Montpellier’s surprise championship victory in France is proof that it takes more than money to win in soccer, Michel Platini, head of the sport’s European governing body, said today.
Montpellier last weekend clinched a first French title, finishing three points ahead of Paris Saint-Germain. The team from the capital had spent a French record on players during the offseason after being bought by the Qatari royal family.
“It’s a beautiful story,” UEFA President Platini said in an interview in Budapest where he’s attending world governing body FIFA’s annual congress.
Montpellier’s 30 million-euro ($38 million) annual budget is a fraction of that of France’s biggest teams such as Marseille, Lyon and PSG. The Paris club spent 80 million euros on new players including French record signing Javier Pastore, an Argentine forward who joined in a 42 million-euro deal.
“In France the richest don’t always win,” Platini said. “They beat Paris Saint-Germain and the Qatar money.”
Still, England shows that money talks: Manchester City, bankrolled by Abu Dhabi’s Sheikh Mansour bin Zayed Al Nahyan, on May 13 claimed its first English league championship in 44 years after spending more than 400 million pounds ($629 million) on new players. Six days later Chelsea, owned by Russian billionaire Roman Abramovich, beat Bayern Munich for its first Champions League title.
Such uncapped spending has led UEFA to draw up rules to make clubs live within their means. From 2014, these regulations could lead to sanctions such as transfer embargoes and even bans from participation in the Champions League.
Financial Fair Play
Platini said City and Chelsea’s financial muscle won’t allow them to ignore his “financial fair play” rules.
“Of course they can say what they want,” he said. “But we have a financial panel and we will look at that.”

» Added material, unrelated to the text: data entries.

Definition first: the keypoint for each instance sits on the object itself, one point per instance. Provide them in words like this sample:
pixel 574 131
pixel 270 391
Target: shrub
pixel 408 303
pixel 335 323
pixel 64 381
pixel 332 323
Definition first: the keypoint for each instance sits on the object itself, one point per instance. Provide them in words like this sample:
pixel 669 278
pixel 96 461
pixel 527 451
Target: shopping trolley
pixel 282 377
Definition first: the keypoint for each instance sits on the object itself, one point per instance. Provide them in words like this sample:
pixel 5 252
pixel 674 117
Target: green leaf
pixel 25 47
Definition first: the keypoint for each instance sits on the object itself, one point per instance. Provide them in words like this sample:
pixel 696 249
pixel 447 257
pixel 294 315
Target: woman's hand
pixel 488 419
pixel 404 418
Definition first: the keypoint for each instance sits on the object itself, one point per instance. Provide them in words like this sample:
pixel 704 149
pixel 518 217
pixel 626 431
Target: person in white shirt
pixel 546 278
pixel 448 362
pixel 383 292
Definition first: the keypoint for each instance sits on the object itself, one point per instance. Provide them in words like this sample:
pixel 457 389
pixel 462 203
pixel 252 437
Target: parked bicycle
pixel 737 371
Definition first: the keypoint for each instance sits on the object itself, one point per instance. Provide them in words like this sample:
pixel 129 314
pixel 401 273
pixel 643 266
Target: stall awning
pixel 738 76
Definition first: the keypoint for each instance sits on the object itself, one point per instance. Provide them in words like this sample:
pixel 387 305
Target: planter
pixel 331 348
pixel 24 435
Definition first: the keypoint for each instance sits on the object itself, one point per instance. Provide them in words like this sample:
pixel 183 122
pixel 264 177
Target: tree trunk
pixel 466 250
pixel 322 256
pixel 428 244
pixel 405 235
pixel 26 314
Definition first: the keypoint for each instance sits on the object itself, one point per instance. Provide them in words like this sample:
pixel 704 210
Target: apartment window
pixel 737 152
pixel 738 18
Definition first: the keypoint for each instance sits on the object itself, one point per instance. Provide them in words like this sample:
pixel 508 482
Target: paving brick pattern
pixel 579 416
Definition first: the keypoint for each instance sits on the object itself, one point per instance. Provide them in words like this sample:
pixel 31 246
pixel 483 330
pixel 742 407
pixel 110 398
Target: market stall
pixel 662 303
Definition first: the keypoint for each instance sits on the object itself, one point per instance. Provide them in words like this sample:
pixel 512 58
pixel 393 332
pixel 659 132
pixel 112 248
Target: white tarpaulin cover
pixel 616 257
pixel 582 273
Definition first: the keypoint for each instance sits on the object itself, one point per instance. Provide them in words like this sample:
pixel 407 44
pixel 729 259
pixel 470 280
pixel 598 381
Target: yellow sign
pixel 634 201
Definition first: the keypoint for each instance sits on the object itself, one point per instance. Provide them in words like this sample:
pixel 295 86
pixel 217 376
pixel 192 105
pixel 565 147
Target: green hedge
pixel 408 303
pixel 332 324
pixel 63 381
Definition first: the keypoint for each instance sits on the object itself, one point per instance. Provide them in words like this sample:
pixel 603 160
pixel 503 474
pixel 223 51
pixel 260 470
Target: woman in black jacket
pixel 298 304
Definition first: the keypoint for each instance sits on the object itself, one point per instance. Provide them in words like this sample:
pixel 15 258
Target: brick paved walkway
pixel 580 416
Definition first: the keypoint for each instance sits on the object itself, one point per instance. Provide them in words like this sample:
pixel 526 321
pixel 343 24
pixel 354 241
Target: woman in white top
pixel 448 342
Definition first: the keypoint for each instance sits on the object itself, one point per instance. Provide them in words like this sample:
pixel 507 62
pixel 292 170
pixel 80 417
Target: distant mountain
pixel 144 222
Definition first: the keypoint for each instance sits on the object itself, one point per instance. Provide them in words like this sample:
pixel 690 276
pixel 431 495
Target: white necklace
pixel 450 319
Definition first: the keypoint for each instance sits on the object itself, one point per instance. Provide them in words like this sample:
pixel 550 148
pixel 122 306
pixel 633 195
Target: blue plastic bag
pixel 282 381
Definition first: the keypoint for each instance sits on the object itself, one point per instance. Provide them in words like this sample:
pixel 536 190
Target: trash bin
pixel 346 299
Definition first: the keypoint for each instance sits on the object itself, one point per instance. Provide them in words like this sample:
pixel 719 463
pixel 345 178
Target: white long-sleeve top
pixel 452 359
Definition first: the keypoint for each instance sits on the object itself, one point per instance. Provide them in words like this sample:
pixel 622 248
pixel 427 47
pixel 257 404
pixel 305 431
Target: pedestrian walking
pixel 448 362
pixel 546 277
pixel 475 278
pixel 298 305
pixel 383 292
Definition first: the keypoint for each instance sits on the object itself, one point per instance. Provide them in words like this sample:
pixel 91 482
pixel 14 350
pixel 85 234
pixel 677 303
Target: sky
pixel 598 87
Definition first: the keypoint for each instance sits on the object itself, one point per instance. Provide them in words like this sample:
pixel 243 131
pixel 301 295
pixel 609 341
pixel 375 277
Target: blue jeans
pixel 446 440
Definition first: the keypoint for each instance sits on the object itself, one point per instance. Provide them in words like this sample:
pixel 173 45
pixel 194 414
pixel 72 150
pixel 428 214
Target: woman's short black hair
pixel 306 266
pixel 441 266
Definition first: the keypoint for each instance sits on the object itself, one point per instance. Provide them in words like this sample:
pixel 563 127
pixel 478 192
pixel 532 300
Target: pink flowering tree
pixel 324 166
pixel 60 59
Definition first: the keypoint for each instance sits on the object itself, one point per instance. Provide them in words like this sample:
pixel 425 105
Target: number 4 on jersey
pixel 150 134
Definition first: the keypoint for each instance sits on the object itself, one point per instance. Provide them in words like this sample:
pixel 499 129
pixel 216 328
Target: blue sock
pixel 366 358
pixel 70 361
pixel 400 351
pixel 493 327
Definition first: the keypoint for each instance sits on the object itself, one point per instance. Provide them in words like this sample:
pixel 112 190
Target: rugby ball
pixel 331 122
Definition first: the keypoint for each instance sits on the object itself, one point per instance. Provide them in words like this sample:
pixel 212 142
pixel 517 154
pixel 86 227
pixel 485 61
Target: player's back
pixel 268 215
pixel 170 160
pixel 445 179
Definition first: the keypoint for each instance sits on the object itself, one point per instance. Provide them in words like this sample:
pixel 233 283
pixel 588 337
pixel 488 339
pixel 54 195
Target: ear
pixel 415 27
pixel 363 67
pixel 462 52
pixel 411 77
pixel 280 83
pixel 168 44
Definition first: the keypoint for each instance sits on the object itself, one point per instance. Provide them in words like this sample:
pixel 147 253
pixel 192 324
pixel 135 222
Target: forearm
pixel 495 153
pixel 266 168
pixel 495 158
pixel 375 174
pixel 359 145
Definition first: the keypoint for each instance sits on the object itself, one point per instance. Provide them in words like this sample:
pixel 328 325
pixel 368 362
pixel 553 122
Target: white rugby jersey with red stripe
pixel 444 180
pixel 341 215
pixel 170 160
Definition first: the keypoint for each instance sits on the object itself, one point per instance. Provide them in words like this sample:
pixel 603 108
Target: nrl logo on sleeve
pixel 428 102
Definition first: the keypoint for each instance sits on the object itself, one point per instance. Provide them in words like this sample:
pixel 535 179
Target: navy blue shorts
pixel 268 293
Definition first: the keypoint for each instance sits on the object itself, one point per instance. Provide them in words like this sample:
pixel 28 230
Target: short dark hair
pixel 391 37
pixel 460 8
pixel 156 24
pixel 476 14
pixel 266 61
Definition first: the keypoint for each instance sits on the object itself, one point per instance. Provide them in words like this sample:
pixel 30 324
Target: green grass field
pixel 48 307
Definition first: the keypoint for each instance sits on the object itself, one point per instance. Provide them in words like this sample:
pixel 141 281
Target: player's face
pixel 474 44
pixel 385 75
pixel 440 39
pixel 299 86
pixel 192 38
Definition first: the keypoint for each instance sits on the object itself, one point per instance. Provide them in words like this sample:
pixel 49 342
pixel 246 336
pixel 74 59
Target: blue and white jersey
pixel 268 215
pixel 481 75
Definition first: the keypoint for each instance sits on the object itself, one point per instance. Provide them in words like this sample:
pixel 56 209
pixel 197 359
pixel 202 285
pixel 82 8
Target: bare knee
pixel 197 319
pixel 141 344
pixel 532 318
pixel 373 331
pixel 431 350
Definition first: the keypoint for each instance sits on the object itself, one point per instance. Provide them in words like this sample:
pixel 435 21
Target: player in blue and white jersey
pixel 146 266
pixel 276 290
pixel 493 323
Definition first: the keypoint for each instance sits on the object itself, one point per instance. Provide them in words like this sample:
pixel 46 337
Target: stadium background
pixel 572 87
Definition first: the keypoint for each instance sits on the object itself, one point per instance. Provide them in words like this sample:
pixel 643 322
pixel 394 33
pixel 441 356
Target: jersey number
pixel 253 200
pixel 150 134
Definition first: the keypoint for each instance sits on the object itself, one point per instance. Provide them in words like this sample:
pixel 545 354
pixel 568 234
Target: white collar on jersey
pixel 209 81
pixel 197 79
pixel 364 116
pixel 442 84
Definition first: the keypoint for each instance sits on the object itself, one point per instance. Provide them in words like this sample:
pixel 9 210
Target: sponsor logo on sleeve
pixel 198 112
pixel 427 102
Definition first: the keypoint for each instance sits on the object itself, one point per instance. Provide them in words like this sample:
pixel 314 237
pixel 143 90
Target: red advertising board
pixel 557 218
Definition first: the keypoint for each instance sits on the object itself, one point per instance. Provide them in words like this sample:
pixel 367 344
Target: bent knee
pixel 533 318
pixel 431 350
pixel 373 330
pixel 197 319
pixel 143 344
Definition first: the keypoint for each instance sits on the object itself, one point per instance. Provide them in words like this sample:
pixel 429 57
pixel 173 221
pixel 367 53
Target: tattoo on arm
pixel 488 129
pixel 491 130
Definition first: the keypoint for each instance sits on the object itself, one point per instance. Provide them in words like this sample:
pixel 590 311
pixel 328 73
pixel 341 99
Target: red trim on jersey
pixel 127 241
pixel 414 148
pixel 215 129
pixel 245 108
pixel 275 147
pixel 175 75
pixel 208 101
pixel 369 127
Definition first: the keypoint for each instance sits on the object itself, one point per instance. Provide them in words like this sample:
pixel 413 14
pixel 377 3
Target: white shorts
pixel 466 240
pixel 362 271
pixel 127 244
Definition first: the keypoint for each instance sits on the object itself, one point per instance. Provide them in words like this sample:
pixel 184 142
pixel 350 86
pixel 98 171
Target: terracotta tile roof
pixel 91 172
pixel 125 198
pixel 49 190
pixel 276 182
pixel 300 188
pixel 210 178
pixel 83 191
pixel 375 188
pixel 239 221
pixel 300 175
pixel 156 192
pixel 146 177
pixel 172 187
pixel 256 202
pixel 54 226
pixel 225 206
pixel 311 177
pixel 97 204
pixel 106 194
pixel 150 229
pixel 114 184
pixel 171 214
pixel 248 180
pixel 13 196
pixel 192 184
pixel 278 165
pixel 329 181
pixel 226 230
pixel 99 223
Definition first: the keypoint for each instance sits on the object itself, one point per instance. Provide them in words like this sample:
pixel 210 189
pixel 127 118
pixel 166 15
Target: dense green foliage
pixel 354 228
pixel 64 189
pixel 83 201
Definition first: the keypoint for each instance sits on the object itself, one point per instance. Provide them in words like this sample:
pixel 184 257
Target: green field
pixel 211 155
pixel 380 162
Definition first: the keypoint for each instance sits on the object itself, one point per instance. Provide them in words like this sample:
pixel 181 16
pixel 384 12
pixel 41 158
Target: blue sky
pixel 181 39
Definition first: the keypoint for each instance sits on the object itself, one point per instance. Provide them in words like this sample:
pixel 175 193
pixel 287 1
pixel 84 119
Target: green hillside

Platini said he’s especially pleased for Montpellier because of his friendship with Louis Nicollin, a businessman who’s owned the club since re-establishing it after financial collapse in 1974.
“I go every year on holiday with Monsieur Nicollin,” Platini said. “I know him from 40 years. He’s been the president from 40 years ago who gave his own money. He saved the club a long time ago and created this club from the fourth division to be champion.”
Platini, one of soccer’s best-ever players, collected a championship medal with St. Etienne and captained France to victory in the 1984 European Championship before enjoying the most successful spell of his career with Italy’s Juventus. He won two Italian championships and the 1985 European Cup, and was a three-time continental player of the year.
Juventus was sanctioned to relegation to the second tier for the first time in its history in 2006 after being involved in a match-fixing scandal that also involved other clubs. This month, the team won its first title since returning to Serie A in 2007 after completing an undefeated season. That brought its league tally to a record-extending 28.
“It was a great team. They had problems, they paid: They went to the second division, they come back and now they are champions,” Platini said. “It’s good for Italian football as they are the most popular team in Italy.”
Asked if he celebrated the championship win, Platini said, “on the outside I try to be neutral. In my heart you never know.”